Even though I could frequently commit on feature branches, I usually don't. Hence, when I merge feature branches I don't have crazy messy histories that I feel it necessary to rewrite.... Works for me.

jguegant 11 years ago |

What about using merging when it comes to the feature branches but rebase when pulling (git pull --rebase)? Is it that harmful to rewrite the history for your local changes?

darylteo 11 years ago |

Curious here: has anyone tried using GitLab + forks to replace development branches? Would it needlessly overcomplicated?

sytse 11 years ago | |

You can do it but at GitLab we advise against it if you can avoid it. Many things become harder, for example it is more work to to link merge requests to issues and you can't push a commit to help a person without them giving you access first.

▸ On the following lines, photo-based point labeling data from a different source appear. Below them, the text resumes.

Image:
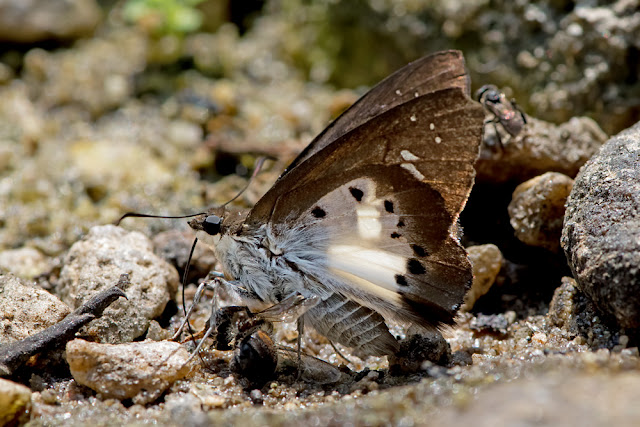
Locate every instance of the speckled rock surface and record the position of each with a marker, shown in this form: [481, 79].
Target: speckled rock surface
[540, 147]
[486, 261]
[141, 371]
[24, 262]
[28, 21]
[549, 400]
[26, 309]
[601, 226]
[15, 402]
[96, 263]
[537, 210]
[572, 310]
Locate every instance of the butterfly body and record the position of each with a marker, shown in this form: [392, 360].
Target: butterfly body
[364, 221]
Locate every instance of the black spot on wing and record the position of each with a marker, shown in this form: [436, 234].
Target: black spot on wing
[401, 280]
[419, 250]
[415, 267]
[356, 193]
[318, 212]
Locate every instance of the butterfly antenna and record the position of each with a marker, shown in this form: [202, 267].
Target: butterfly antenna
[139, 215]
[256, 170]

lgp171188 11 years ago | | |

If you are using the Integration-Manager workflow (which GitLab doesn't support as well as Bitbucket or GitHub), all the members of a team have read access to all the repositories and forks in the team namespace. That means the owner of a developer branch fork can always read the repo of another contributor and pull the changes.

dimino 11 years ago |

I personally find git flow to be a wonderfully elegant and simple way of handling a project in git. Not everything is perfect, but I consider git flow to be much like PEP8. It's almost always a good idea to do it the git flow way, unless you have a very specific and documented exception, in which case do that instead.

To me what matters more is the consistency.

Also, the attitude and tone of this article straight up stinks.

- Checkout master. - Start an interactive rebase of master onto the last commit before the series of commits you wish to remove. - Mark all the commits you don't care about as "skip". - Let the rebase run and resolve conflicts on the way, the same as you'd do with your current work flow.